More of the same, but flatter. While familiar characters pop up, the new stories lean on the exact same beats: someone estranged from family, someone with terminal illness and someone who missed a chance at love. 

The mythology is repeated so often it starts to feel like filler. There are still moments of emotional connection — I liked “Mother and Son” for its focus on a mother’s protection even after death — but they’re buried under long stretches of setup.

Kevin Shen takes over the narration here, and it’s an unwelcome shift. His performance injects a manic energy that clashes with the material’s quieter, bittersweet tone. Character voices, especially Miki and elder Kiyoshi, are exaggerated to the point of distraction.

Rating (story): 3/5 stars

Rating (narration): 2/5 stars

Format: Audiobook (library loan)

Dates read: August 3 – August 4, 2025


Before Your Memory Fades 

The moment I realized I was done, aka DNF at 33%.

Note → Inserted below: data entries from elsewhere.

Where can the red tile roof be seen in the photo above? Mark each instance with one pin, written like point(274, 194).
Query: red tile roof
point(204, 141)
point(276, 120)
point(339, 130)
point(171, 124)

Set in the sister café Donna Donna, this is essentially the same concept transplanted to a new location in Hakodate, with Nagare’s mother running the place and a different ghost haunting the seat. 

The first story, “The Daughter,” is about a young woman planning to kill herself after confronting her deceased parents — heavy subject matter handled with the same soft-focus approach as always. The pacing is painfully slow, the dialogue predictable and the novelty is long gone.

As narrator, Kevin Shen made some questionable choices, including giving the main character in “The Daughter” a baffling Southern U.S. accent. By this point, the mismatch between performance and tone made the listening experience actively worse.

Rating (story): 1/5 stars

Rating (narration): 1/5 stars

Format: Audiobook (library loan)

Dates read: August 13 – August 14, 2025


If you’re curious, read the first book and stop there. You’ll get the warmth, the melancholy and the best of the concept without watching it grind itself down. And seriously — if you put a cat on the cover, give me a cat in the book.

Series Rating (story): 2.5/5 stars

Series Rating (narration): 2/5 stars

Formats: Hybrid read/listen (personal library)

Overall Dates Read: July 12 – August 14, 2025

Multi-tasking: Good to go. While having a physical copy was helpful to pick-up details that are sometimes lost in the mess of names and repetitive themes, I wouldn’t have made it as far as I did in the series without the narration – as terrible as it was at times.